A novel motion-based online temporal calibration method for multi-rate sensors fusion

• Published in: Information fusion Vol. 88; pp. 59 - 77
• Main Authors: Liu, Wanli, Li, Zhixiong, Sun, Shuaishuai, Du, Haiping, Sotelo, Miguel Angel
• Format: Journal Article
• Language: English
• Published: Elsevier B.V 01.12.2022
• Subjects: Motion constraints; Multi-rate sensors fusion; Temporal offset; Temporal self-calibration; Temporal self-calibration; Motion constraints; Temporal offset; Multi-rate sensors fusion
• ISSN: 1566-2535; 1872-6305
• DOI: 10.1016/j.inffus.2022.07.004

•A novel motion-based online temporal calibration method is developed.•The calibration method adopts multi-state constraint Kalman filter for real-time calculation.•Multi-rate sensors calibration has been achieved in an online manner.•The advantages of the new method over existing ones include targetless, online, and high-precision temporal calibration. Accurate and robust calibration is an essential prerequisite for multi-rate sensors fusion. However, most existing calibration methods ignore the temporal calibration and assumed the timestamps of the multi-rate sensors are precisely aligned; more importantly, many approaches are designed for offline calibration.
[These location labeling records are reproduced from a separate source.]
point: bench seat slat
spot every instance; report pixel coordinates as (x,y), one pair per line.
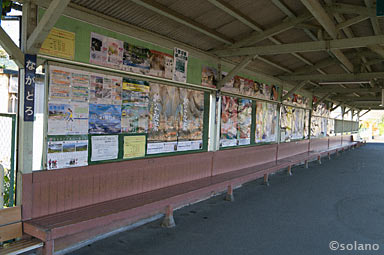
(21,246)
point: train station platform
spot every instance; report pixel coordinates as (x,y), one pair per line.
(341,200)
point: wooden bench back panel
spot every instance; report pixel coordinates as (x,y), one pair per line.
(12,231)
(234,159)
(292,148)
(319,144)
(346,139)
(65,189)
(10,225)
(334,141)
(10,215)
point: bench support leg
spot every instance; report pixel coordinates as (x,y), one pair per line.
(266,179)
(289,171)
(48,248)
(169,221)
(229,196)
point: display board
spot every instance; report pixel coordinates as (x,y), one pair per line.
(296,100)
(236,121)
(319,126)
(93,117)
(176,119)
(111,52)
(239,85)
(266,122)
(293,123)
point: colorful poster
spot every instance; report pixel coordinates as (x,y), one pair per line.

For these reasons, this paper develops a novel online temporal calibration method for multi-rate sensors fusion based on the motion constrains of the sensors. In this new calibration framework, the high update rate inertial measurement unit (IMU) is utilized as the unified calibrating references, while other moderate or low-frequency target sensors can be estimated based on the reference IMU. As a result, the targetless, online, and high-precision temporal self-calibration can be achieved. During the calibration, an improved multi-state constraint Kalman filter (I-MSCKF) algorithm is proposed for both position and temporal states estimation of the multi-rate sensors to establish a multi-constraint filter and correct the temporal offset error in a real-time manner. Furthermore, the motion constraints models in the two-dimensional (2D) planar and three-dimensional (3D) space are developed from per-sensor ego-motion to enhance the robust and reliable abilities of the proposed temporal self-calibration method. Experimental results demonstrate that the proposed method can accurately and online estimate the temporal offset error and transformation parameters, which significantly improves the performance of moving trajectory estimation for robots equipped with the multi-rate sensors.